Hungry to share, care

By Robin Harkey

When my children were little, one of my absolute favorite things to do with them was to read. Cuddled up on the couch, floor or bedroom, we would sit together for hours sifting through a mountain of literary adventures to look for another story to devour.

Out of the books, we were hungry to read; “Stone Soup” was at the top of the menu. In the story, a hungry traveler came upon a village filled with people who had food to share but were hesitant.

To get the villagers to give, the traveler brought out a large pot then filled it with water and a stone to make stone soup. The traveler said he would be happy to share his delicious creation, but it would need more depth, more ingredients. Being creatures of hunger, one by one, the villagers emerged from their houses to drop in first a potato, then a carrot, turnips, beans, chicken and broth, salt then pepper. After some time of simmering, the traveler removes the stone, and together they enjoy the savory soup.

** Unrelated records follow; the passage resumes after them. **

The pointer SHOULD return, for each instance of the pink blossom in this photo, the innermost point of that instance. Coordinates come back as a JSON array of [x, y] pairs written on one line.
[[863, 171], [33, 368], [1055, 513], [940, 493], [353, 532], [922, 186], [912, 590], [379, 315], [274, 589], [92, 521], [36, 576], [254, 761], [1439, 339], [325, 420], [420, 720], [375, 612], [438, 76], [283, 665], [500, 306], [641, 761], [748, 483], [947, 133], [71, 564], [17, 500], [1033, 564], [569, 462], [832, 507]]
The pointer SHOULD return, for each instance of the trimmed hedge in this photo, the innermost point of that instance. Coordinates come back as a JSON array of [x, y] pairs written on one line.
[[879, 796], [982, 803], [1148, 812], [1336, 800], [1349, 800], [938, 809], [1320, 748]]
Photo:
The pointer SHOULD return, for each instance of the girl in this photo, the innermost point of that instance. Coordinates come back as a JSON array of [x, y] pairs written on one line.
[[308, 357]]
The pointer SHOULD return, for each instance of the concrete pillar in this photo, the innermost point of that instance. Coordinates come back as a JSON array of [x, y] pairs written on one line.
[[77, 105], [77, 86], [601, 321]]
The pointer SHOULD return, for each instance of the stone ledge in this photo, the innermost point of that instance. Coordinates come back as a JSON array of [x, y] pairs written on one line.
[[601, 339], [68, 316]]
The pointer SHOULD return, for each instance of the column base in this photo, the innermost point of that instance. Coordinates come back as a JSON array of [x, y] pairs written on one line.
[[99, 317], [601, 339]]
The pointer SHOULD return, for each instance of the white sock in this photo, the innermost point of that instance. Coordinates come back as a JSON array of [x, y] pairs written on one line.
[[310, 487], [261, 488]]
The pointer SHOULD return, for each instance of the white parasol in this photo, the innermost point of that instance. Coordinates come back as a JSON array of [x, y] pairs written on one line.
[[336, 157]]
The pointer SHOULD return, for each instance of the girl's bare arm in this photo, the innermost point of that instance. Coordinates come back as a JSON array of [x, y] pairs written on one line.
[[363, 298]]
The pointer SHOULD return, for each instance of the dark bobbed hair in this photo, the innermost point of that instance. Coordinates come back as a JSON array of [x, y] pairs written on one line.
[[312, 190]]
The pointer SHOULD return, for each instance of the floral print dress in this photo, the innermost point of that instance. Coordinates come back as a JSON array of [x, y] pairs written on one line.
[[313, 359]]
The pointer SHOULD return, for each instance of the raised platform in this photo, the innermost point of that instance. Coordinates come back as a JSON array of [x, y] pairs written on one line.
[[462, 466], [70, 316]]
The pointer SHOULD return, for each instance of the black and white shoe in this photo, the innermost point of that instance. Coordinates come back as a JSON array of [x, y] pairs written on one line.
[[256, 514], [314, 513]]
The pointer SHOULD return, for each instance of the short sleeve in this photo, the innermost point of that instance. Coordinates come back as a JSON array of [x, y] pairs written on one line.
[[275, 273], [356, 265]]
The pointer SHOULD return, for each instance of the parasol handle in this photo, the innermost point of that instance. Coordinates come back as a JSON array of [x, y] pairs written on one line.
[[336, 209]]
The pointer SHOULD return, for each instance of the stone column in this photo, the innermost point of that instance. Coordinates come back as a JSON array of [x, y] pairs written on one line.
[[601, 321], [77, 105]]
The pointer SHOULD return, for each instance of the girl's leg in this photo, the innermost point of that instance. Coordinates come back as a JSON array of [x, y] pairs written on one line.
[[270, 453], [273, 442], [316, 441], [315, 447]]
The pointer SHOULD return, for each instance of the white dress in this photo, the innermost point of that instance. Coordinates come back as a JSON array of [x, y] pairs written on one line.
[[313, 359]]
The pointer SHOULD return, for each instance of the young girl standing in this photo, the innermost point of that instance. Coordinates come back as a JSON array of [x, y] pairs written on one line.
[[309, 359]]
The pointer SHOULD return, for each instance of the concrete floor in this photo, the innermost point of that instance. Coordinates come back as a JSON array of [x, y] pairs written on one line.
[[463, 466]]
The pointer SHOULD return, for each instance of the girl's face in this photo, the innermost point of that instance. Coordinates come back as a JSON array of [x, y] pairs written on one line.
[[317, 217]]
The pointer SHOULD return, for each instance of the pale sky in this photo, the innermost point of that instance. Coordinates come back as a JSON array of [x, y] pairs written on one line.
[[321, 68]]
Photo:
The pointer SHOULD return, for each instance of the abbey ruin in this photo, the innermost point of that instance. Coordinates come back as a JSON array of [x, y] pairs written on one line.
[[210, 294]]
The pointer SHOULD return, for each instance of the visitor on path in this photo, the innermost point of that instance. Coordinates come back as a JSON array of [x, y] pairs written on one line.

The moral of the story is that we all have something to share, and many times, we need others to help us see that we can. When we are generous, even small, seemingly insignificant gifts can fuel the hearts and minds of dreams here in our community. One such dream is for that of Shields Elementary kindergarten teacher, Mrs. Sandra Caltzonzin.

Sandra’s dream was fully funded by the Education Foundation back in August of 2019. Being a gardener at heart, Sandra describes how “now is a time when our families need fresh veggies in their diet and may not have the funds to purchase them.”

She started her project last semester using recycled lumber from her old garden at F.W. Gross to make the most of her grant funding. From those humble three planters, her garden grew to eight this semester as a result of her husband’s handy construction skills. With all this space, she has a bountiful harvest in the making to include zucchini, potatoes, squash, onions, tomatoes, cucumbers, bell peppers and okra.

In late April, parent Connie Valdez was her first recipient of produce. Connie shared, “We used the squash in chicken soup and the potatoes for mashed potatoes. It feels good knowing that the children planted what we are eating.

It’s also wonderful that the Foundation awarded the money to Mrs. Caltzonzin. We are grateful to her for doing this and teaching the children about gardening.”

Many more families are in line to receive these veggies. And with Mrs. Caltzonzin’s visits to the school garden twice or more per week to water, fertilize and pick, these families will continue to enjoy all this fresh nutrition.

Sandra anticipates the harvest to continue over the summer months, too.

So, are you hungry to share? We are, and we do. And with your help, we still can.